Though it’s most closely related to the smaller felines, including the domestic house cat, Mountain Lions are one of Colorado’s main predators. Their primary food sources have traditionally been deer with the occasional smattering of livestock, but as neighborhoods collide with habitat, more and more family pets fall prey to this fierce creature.It’s rare to actually catch a glimpse of Mountain Lions in the wild, however, it’s recommended you keep smaller animals and young children quite close when hiking in the back country.
The Cheyenne Mountain Zoo has one of the best Mountain Lion Exhibits in North America and gives you a great up-close look as these beautiful creatures.
The black bear is a medium-sized bear native to North America. It’s the smallest and most widely distributed bear species on the continent. They are omnivores and are particularly drawn to fruiting trees and bushes.
During the summer, it’s not uncommon to see black bears roaming through local neighborhoods looking for leftovers. If you were wondering why Coloradans have their trash locked down tighter than their mountain bikes, it’s because of these guys!
For the most part, our black bears will leave you alone as long as you give them a healthy distance, UNLESS you get between the mama and her cubs. Mama bears really do live up their reputation!
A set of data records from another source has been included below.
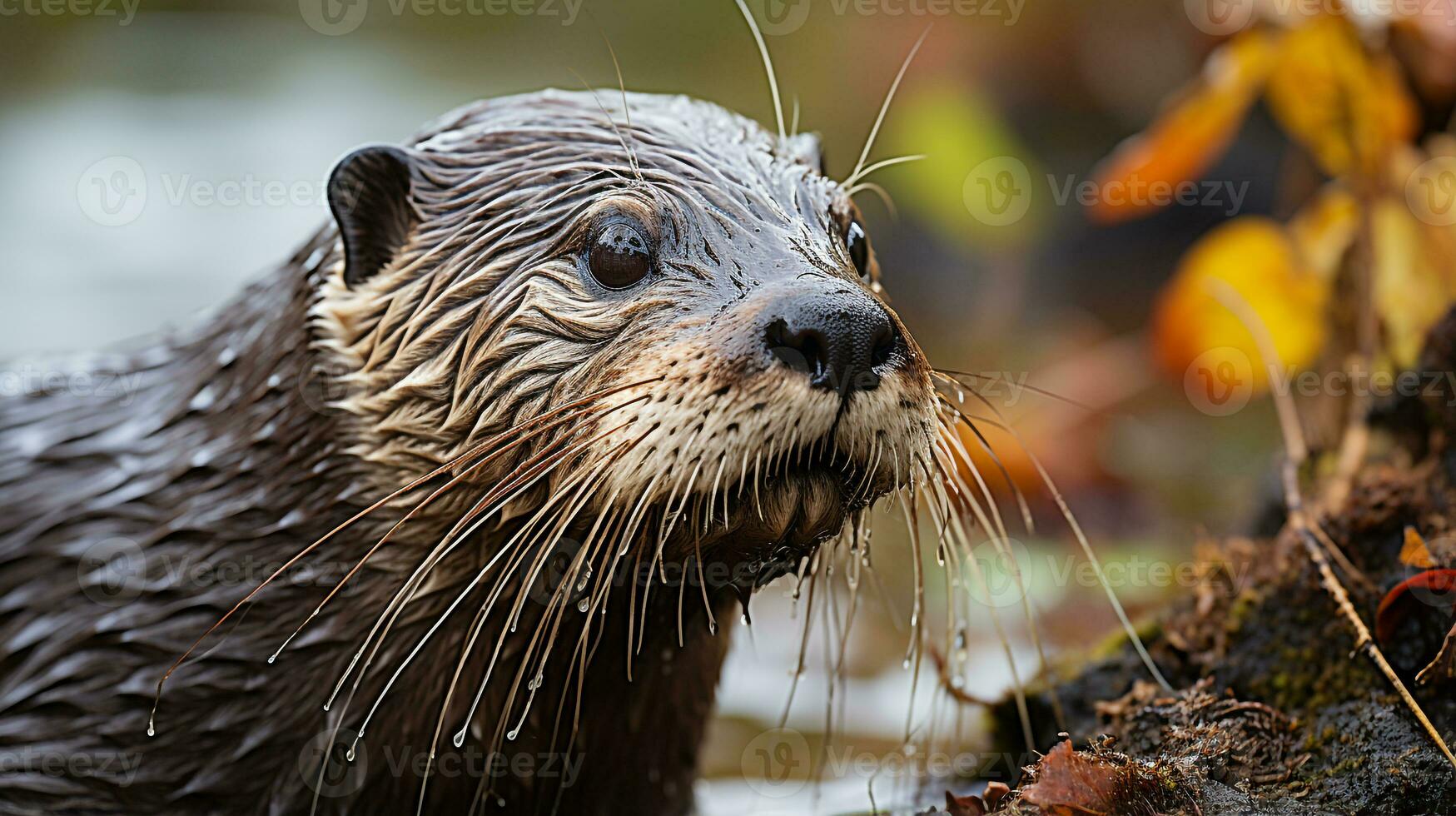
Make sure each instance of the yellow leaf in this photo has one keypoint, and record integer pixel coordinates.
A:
(1409, 291)
(1259, 260)
(1191, 132)
(1343, 107)
(1324, 229)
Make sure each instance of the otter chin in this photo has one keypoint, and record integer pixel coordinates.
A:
(564, 381)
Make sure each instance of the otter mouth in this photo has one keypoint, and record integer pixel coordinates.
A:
(769, 525)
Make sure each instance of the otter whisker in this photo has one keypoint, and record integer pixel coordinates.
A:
(441, 619)
(661, 541)
(1084, 544)
(614, 124)
(534, 470)
(884, 108)
(1002, 542)
(555, 611)
(882, 163)
(585, 481)
(460, 477)
(962, 538)
(950, 373)
(804, 640)
(912, 518)
(289, 565)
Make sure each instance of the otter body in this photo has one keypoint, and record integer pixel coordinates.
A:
(628, 373)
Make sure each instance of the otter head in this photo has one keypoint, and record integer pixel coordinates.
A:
(649, 324)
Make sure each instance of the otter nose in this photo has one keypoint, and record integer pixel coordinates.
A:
(842, 340)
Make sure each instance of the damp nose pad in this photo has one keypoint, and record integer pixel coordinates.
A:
(842, 340)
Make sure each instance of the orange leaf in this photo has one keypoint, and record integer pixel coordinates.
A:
(1191, 132)
(1414, 551)
(1433, 588)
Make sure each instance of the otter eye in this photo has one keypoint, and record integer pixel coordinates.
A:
(619, 256)
(858, 245)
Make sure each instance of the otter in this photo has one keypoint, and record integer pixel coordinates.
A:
(564, 381)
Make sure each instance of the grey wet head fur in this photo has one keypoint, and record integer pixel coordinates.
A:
(447, 332)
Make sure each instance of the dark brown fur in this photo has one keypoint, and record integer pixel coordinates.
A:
(305, 401)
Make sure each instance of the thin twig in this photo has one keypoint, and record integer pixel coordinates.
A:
(1299, 520)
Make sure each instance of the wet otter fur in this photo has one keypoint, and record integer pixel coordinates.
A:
(452, 322)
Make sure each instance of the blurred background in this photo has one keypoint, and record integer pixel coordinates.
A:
(233, 111)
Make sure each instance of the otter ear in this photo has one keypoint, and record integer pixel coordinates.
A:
(370, 198)
(806, 149)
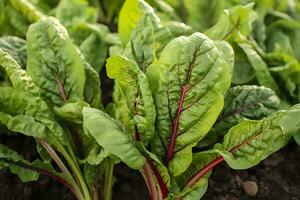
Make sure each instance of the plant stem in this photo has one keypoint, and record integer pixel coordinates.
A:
(150, 182)
(75, 168)
(63, 168)
(163, 187)
(108, 180)
(204, 171)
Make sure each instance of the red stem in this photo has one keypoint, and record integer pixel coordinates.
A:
(171, 145)
(163, 187)
(150, 183)
(61, 89)
(47, 173)
(203, 171)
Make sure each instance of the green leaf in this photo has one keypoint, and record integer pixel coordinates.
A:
(189, 82)
(263, 76)
(112, 137)
(201, 14)
(92, 89)
(24, 113)
(141, 46)
(247, 102)
(197, 190)
(69, 12)
(232, 23)
(26, 170)
(138, 96)
(18, 77)
(243, 71)
(249, 142)
(71, 111)
(16, 47)
(94, 48)
(54, 62)
(10, 158)
(131, 13)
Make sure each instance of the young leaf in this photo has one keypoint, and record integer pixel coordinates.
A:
(54, 62)
(247, 102)
(141, 48)
(263, 75)
(131, 14)
(22, 112)
(188, 82)
(18, 77)
(135, 87)
(249, 142)
(16, 47)
(26, 170)
(112, 137)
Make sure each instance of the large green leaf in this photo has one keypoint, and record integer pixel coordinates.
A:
(26, 170)
(141, 46)
(16, 47)
(134, 85)
(247, 102)
(131, 14)
(189, 82)
(27, 114)
(18, 77)
(262, 73)
(249, 142)
(54, 62)
(69, 12)
(112, 136)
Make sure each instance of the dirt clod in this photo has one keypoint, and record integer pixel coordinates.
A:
(250, 188)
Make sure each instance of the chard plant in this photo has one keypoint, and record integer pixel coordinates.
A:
(169, 97)
(45, 102)
(183, 101)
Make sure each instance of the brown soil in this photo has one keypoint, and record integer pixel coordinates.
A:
(278, 177)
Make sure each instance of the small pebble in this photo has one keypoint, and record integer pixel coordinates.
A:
(250, 188)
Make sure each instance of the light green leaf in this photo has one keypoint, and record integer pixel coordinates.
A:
(112, 137)
(22, 112)
(141, 46)
(16, 47)
(54, 62)
(249, 142)
(69, 12)
(18, 77)
(188, 82)
(247, 102)
(71, 111)
(138, 96)
(263, 76)
(24, 169)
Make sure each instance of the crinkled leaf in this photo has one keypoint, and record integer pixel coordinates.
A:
(131, 13)
(197, 190)
(262, 73)
(69, 12)
(16, 47)
(188, 82)
(138, 96)
(249, 142)
(112, 137)
(71, 111)
(92, 89)
(27, 114)
(247, 102)
(18, 77)
(232, 23)
(54, 62)
(141, 47)
(24, 169)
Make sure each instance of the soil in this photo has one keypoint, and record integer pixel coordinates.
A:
(277, 177)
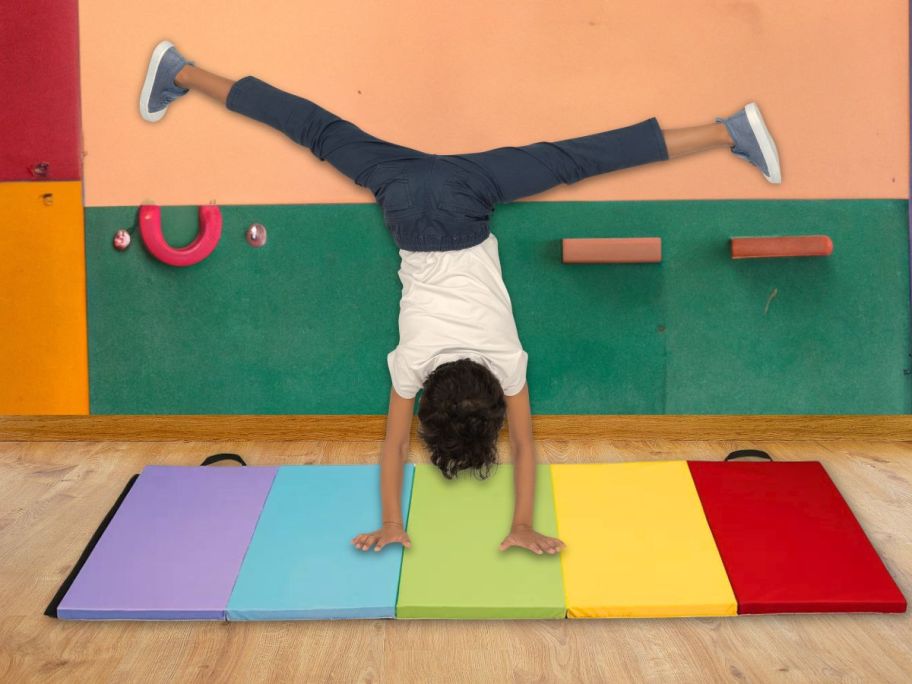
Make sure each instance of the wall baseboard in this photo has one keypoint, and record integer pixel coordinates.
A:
(148, 428)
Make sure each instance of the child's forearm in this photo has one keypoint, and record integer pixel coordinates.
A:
(391, 462)
(524, 484)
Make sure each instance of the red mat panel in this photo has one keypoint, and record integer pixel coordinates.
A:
(39, 75)
(789, 541)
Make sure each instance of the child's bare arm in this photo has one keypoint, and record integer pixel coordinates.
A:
(519, 416)
(392, 457)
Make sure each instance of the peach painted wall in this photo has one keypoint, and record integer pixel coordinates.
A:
(449, 76)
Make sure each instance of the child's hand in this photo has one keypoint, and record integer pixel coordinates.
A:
(528, 538)
(388, 534)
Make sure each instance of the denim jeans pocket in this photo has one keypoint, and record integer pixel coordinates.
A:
(395, 194)
(457, 197)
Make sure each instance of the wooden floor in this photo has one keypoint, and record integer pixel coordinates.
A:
(53, 495)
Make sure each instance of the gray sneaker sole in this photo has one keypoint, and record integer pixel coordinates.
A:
(766, 142)
(146, 92)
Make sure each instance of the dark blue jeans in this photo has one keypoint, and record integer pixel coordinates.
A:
(441, 202)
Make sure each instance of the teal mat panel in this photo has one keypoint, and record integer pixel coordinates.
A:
(301, 564)
(304, 324)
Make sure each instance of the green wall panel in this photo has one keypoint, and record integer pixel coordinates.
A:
(304, 324)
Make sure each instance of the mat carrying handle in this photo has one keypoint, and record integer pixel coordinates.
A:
(748, 453)
(216, 458)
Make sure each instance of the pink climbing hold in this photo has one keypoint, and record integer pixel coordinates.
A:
(210, 231)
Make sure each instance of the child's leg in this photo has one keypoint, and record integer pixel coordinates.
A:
(530, 169)
(329, 137)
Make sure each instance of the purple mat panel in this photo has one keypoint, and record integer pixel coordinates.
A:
(174, 549)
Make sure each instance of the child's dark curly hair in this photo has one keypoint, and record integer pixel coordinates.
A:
(461, 411)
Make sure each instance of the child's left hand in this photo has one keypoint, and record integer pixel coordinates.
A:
(528, 538)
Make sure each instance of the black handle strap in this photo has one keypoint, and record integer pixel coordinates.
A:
(748, 453)
(216, 458)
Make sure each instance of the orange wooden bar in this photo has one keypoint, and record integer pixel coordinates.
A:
(795, 245)
(612, 250)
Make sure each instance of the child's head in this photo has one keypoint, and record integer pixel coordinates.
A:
(460, 415)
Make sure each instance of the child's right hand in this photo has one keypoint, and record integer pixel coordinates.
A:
(388, 534)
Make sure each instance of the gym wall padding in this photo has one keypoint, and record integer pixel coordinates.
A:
(174, 548)
(304, 324)
(39, 73)
(638, 544)
(301, 564)
(43, 349)
(455, 570)
(790, 542)
(829, 75)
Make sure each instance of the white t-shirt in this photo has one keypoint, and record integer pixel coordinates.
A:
(455, 305)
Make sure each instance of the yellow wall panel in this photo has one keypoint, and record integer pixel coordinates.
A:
(638, 544)
(43, 359)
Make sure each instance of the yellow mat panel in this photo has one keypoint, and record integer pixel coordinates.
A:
(43, 359)
(638, 544)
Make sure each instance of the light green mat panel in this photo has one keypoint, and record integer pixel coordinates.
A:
(304, 324)
(455, 569)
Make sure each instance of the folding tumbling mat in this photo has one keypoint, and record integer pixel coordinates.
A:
(301, 563)
(455, 569)
(647, 539)
(174, 547)
(790, 542)
(638, 544)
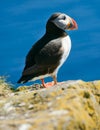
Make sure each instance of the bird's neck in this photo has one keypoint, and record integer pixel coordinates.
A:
(51, 29)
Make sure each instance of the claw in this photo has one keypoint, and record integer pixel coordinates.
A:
(46, 85)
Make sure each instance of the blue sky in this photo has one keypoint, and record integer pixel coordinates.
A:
(23, 22)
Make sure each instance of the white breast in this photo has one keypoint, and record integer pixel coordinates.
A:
(66, 46)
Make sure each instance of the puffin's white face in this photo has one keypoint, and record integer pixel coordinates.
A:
(65, 22)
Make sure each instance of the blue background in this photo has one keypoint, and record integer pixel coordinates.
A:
(22, 23)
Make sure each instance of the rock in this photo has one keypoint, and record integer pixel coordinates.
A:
(70, 105)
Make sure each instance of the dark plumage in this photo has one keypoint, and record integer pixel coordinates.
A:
(45, 55)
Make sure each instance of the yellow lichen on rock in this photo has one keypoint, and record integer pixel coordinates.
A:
(71, 105)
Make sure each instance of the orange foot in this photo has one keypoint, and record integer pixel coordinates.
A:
(46, 85)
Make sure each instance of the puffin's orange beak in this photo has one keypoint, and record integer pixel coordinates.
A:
(72, 25)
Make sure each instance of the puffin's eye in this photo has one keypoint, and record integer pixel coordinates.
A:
(64, 17)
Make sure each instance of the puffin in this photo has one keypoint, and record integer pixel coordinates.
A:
(49, 53)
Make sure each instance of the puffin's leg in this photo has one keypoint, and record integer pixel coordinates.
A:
(55, 79)
(50, 84)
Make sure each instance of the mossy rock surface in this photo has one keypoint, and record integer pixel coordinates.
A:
(70, 105)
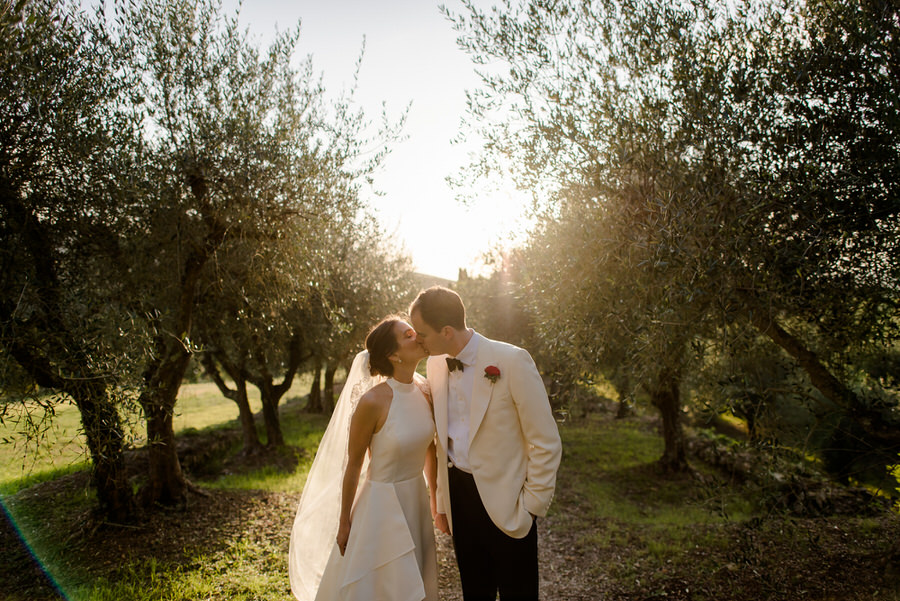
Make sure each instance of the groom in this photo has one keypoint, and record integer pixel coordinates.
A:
(498, 449)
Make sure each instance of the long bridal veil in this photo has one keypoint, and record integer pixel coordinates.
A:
(316, 523)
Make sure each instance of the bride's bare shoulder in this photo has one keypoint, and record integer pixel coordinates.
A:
(376, 396)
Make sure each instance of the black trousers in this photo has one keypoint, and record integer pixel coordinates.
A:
(489, 560)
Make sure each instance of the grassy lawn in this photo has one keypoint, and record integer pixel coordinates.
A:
(61, 448)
Look for them lounging in the taller trees during the day, and keep an eye out for those moving shadows after dusk.
Manitou Springs is one of the best places to catch a glimpse of the black bear after dark.
Visitors to the area are often surprised just how common it is to see deer here. They are so pervasive, one of the most common conversations at the local gardening nursery is how to keep them from treating your garden as their personal salad bar. Keep a sharp eye out while driving, particularly in the mountains and on the westside of town. They are terrible jaywalkers and can put a real damper on your vacation should they decide to cross against the light!
One common question we hear, in varying forms, is about their relation to elk. Though they belong to the same family, Cervidae, along with moose and reindeer, they are in fact different species. They do not become elk at a certain elevation or age. (We’re completely serious. It really is a common question.)
You can see deer all over Colorado, but the Garden of the Gods makes a great backdrop!
The Colorado Jackalope is almost as elusive as Big Foot, and has for many years been the Colorado equivalent to snipe hunting.
Many legends have been told about the jackalope all over the world and appear as early as the 13th century. They have been known as tricksters, are reported to be very aggressive and dangerous, and have a predilection for whiskey — like any good western legend should.
Jackalope trophies can seen and procured at the Garden of the Gods Trading Post.